Chainlink (LINK 0.76%) has been an amazing token during the cryptocurrency mania. Had you invested just $1,000 in its initial coin offering in Sept. 2017, your investment would be worth $178,183 today. But it would have been worth $473,545 in May before the great crypto sell-off began. The token even has its own dedicated community, which calls itself the "Link Marines" and is undeterred about the token's potential despite suffering heavy casualties during the bear market.

As it turns out, there is a lot to be excited about with this innovative token. Let's look at if crypto investors could benefit by signing up to join the Link Marine Corps. 

Monitoring API on a display screen.

Image source: Getty Images.

The idea behind Chainlink

When Vitalik Buterin first created Ethereum, it became a revolutionary way to transfer money seamlessly with smart contracts -- that is, code that can automatically execute an agreement between parties. However, Ethereum cannot integrate real-world data into such an agreement. Chainlink fills this gap by creating an oracle network incorporating market data, bank payments, retail payments, web APIs, backend systems, and other blockchain cryptocurrencies The setup connecting real-world APIs into smart contracts is known as an oracle network. 

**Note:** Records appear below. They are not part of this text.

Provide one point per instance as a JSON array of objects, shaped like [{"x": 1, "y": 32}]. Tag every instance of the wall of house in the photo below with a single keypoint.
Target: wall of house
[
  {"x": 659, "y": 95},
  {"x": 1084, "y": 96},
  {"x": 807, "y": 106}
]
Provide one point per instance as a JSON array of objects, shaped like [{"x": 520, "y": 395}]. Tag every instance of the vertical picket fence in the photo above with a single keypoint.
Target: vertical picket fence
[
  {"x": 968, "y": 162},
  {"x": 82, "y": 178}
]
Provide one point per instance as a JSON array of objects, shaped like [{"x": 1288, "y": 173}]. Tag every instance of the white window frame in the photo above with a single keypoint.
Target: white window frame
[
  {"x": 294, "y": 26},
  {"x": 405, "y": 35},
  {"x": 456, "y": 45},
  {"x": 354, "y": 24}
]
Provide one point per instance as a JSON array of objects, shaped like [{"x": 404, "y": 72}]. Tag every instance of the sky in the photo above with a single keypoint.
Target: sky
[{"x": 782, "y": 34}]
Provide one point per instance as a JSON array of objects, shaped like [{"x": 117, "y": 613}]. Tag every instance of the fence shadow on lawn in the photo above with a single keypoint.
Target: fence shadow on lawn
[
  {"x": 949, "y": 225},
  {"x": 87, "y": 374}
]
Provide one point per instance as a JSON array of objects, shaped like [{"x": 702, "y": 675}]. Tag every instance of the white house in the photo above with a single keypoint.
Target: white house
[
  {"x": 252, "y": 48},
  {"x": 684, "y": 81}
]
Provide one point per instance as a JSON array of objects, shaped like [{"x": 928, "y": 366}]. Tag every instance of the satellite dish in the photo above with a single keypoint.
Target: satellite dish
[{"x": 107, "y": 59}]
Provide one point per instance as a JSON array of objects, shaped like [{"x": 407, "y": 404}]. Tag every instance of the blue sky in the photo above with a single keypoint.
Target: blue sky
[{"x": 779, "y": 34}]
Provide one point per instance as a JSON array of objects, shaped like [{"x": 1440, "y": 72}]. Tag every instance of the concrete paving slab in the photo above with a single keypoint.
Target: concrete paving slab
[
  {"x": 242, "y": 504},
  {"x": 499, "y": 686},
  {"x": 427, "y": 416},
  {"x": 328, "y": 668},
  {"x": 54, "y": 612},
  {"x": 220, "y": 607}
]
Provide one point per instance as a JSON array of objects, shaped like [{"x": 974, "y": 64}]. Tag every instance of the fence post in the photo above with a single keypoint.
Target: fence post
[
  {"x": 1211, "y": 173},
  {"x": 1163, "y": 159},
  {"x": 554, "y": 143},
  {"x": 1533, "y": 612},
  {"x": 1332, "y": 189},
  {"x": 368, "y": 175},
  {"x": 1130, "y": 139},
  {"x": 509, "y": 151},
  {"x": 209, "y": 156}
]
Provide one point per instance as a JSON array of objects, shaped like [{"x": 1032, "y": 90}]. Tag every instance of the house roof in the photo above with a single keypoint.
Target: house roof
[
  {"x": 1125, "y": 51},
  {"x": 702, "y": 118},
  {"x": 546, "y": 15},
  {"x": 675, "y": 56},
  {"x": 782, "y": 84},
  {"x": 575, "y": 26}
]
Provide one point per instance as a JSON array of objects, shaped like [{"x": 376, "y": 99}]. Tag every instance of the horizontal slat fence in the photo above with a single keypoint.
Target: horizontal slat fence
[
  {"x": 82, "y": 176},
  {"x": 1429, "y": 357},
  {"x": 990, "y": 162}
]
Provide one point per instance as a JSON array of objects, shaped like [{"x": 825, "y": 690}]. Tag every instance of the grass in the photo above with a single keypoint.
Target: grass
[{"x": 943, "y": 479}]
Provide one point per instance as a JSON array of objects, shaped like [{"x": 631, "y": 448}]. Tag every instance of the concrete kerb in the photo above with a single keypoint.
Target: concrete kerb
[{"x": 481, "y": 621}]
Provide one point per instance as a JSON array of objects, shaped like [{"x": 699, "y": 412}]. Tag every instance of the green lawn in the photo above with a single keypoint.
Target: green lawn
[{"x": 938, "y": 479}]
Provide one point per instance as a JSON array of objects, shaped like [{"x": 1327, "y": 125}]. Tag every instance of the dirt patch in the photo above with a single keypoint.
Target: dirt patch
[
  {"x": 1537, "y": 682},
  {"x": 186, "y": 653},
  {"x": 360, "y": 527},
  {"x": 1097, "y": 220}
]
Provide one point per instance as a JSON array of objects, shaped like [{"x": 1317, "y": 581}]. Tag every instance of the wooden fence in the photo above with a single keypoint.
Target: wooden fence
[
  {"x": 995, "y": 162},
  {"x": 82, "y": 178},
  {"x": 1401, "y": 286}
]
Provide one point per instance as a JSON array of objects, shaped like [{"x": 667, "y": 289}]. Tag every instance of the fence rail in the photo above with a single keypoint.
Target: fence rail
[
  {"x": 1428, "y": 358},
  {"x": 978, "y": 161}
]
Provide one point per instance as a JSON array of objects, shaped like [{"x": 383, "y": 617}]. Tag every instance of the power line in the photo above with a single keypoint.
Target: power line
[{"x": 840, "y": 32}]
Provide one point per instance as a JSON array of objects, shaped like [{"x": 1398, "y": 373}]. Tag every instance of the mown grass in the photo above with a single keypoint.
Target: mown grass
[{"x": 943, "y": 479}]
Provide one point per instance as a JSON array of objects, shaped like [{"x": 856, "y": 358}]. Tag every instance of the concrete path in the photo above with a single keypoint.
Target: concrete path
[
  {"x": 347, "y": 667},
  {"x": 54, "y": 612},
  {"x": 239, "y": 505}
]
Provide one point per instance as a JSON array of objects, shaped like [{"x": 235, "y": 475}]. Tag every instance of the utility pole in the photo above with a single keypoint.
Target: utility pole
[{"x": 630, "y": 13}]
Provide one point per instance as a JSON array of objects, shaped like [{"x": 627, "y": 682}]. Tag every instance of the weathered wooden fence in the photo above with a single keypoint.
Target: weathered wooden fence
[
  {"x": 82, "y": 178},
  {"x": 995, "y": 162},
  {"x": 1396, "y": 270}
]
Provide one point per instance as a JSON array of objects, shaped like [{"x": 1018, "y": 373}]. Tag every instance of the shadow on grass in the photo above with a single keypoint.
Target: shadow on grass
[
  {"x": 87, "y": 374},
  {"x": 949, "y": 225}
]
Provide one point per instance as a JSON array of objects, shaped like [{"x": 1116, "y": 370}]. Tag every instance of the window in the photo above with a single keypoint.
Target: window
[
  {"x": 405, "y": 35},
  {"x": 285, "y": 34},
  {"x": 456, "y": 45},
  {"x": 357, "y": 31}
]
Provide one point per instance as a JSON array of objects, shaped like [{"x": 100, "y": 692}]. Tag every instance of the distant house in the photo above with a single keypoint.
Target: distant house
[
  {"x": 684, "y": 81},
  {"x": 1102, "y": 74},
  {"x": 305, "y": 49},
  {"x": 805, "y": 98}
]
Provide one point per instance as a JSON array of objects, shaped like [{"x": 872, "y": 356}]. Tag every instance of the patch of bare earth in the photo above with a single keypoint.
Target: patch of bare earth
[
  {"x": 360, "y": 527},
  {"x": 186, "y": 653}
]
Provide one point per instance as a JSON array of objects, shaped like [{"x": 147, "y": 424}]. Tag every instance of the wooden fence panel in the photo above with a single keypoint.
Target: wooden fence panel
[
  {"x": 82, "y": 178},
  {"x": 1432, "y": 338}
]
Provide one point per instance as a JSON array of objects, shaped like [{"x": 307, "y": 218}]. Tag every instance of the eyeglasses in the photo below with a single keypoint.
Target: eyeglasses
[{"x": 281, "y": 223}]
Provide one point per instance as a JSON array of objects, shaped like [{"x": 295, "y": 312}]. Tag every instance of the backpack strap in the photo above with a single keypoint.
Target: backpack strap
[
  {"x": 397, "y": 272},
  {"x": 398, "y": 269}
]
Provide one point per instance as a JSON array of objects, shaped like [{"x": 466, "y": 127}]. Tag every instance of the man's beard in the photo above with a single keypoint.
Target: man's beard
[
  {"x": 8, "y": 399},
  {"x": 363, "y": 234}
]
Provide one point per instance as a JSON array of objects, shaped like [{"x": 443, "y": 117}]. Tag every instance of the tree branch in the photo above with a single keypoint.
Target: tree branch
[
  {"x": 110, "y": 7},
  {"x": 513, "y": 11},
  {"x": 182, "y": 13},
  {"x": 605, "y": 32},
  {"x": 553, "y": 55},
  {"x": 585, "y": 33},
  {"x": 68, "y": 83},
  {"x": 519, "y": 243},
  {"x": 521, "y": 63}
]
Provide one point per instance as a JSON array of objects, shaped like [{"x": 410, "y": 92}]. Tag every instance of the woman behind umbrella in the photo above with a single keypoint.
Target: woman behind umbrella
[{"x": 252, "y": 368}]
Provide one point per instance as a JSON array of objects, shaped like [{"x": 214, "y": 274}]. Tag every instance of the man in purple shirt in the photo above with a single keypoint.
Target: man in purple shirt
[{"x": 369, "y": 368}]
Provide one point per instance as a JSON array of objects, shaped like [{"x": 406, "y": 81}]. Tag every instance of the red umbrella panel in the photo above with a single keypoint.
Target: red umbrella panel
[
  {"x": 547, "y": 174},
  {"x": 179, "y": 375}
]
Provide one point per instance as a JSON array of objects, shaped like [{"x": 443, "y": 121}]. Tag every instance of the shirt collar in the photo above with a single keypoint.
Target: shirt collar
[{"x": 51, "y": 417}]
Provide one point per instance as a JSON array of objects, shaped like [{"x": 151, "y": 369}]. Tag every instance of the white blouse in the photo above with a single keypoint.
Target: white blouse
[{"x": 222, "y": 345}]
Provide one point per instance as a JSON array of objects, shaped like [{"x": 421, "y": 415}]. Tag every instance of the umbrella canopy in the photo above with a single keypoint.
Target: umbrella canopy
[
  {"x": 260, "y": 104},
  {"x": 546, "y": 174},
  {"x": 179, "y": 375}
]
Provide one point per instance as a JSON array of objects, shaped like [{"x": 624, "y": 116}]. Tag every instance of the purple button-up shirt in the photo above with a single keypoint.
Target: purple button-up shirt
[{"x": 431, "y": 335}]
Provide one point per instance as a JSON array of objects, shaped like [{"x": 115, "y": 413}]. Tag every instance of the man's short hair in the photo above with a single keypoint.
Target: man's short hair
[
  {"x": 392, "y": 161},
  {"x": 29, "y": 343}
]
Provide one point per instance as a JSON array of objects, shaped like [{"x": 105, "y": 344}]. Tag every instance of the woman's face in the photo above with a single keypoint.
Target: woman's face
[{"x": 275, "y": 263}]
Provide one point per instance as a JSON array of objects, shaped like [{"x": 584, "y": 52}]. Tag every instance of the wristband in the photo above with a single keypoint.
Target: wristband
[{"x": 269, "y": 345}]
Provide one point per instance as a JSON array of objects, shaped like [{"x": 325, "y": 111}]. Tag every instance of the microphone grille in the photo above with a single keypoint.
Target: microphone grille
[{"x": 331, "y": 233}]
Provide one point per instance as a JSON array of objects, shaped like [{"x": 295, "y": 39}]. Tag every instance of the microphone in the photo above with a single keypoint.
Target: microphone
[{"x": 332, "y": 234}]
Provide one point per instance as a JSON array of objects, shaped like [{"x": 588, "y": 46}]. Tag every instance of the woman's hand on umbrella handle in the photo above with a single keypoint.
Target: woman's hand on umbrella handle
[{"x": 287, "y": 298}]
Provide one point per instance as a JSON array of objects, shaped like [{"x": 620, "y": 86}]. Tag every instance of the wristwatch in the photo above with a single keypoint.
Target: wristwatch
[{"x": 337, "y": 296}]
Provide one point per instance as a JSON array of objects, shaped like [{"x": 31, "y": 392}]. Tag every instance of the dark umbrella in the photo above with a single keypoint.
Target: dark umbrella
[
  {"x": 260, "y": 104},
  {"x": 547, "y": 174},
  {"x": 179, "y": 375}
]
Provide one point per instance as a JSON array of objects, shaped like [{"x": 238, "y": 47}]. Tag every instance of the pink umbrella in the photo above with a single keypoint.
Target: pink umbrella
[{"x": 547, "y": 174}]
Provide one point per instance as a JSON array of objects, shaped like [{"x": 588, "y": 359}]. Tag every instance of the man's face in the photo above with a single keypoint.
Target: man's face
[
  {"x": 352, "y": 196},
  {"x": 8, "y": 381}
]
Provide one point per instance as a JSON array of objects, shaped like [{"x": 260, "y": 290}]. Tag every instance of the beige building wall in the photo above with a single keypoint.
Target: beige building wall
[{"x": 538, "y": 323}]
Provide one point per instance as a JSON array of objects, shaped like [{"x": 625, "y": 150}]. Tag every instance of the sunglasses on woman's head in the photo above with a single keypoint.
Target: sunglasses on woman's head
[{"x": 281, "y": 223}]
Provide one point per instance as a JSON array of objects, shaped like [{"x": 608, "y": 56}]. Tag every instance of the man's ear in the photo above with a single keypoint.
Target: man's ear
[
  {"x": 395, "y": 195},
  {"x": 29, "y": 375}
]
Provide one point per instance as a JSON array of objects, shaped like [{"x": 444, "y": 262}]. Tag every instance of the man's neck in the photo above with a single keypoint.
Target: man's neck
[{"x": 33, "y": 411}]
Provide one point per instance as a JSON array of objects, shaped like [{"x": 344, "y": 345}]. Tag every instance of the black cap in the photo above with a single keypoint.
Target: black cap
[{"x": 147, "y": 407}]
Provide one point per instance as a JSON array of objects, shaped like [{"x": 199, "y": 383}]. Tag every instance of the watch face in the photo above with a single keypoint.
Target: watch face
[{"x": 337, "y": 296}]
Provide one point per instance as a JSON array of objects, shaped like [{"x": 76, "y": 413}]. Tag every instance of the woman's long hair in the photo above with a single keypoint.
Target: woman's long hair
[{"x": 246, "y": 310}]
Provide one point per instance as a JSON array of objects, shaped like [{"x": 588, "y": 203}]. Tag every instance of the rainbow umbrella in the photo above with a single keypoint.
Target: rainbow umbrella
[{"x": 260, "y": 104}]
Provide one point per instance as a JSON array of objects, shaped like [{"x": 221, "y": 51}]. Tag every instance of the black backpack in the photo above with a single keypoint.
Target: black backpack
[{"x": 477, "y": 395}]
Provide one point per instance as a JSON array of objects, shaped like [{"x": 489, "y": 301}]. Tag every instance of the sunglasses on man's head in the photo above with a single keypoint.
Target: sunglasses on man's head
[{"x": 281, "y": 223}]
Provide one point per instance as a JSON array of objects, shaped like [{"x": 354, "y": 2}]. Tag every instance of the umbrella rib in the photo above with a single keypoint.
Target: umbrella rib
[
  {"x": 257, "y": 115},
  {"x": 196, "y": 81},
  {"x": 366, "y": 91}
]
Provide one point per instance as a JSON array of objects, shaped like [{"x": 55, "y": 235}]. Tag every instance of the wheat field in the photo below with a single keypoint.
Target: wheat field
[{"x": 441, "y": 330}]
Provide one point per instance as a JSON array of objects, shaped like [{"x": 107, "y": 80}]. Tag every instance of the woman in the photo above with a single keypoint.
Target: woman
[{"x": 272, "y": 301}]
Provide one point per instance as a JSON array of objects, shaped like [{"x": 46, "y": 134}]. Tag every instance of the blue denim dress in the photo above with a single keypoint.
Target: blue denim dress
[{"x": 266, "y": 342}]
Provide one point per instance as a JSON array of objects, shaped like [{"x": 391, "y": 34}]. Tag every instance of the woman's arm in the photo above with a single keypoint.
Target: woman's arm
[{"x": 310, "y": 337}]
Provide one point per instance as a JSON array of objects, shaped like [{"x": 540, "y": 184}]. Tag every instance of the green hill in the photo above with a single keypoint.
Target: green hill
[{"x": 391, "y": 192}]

Its network secures billions of dollars in value for smart contracts across the decentralized finance (DeFi) network. The token is popular for cryptocurrency derivatives, contracts relating to lending and borrowing, stable coins (that is, coins requiring underlying collateral backing the asset), and cryptocurrency asset management. It is the first and most popular DeFi token and oracle network of its kind. 

How do the fundamentals look? 

Chainlink currently has a fully diluted market cap of $24.2 billion, with 441.5 million tokens mined out of a total of 1 billion. Moreover, each transaction is lightning fast -- taking 20 confirmations over five minutes. 

However, since the token is mostly used for processing large-capital movements on DeFI networks, evaluating its ability for everyday consumer transactions isn't really applicable yet. By the way, Binance is currently part of the Chainlink ecosystem -- using the oracle token on its Smart Chain and saving developers the time they'd otherwise spend building their own.

Unlike Bitcoin, Chainlink uses a proof of stake (PoS) protocol, which means there are no advanced cryptic puzzles miners need to solve to process network transactions -- significantly reducing Chainlink's environmental footprint. The downside is that people mine or validate block transactions based on how many tokens they own. In fact, 125 wallets control as much as 80% of Chainlink -- making the token extremely susceptible to price manipulation (mainly to the upside).

So what's the verdict?

The best part about Chainlink is that it has utility outside the cryptocurrency realm as well. Right now, Alphabet (GOOGL 0.79%) is using Chainlink to develop hybrid blockchain applications on Google Cloud. Overall, due to its limited supply, high utility, solid potential, and widespread adoption among the DeFi community, Chainlink is a token investors can count on.

In the future, I see programmable money forming the basis of consumer transactions. And since Ethereum currently does not have the ability to process smart contracts in the real world, Chainlink would undoubtedly play a pivotal role by "linking" such transactions to real-world data for settlement, causing its price to go up. If there's one cryptocurrency to buy on the dip in the bear market, it'd be Chainlink.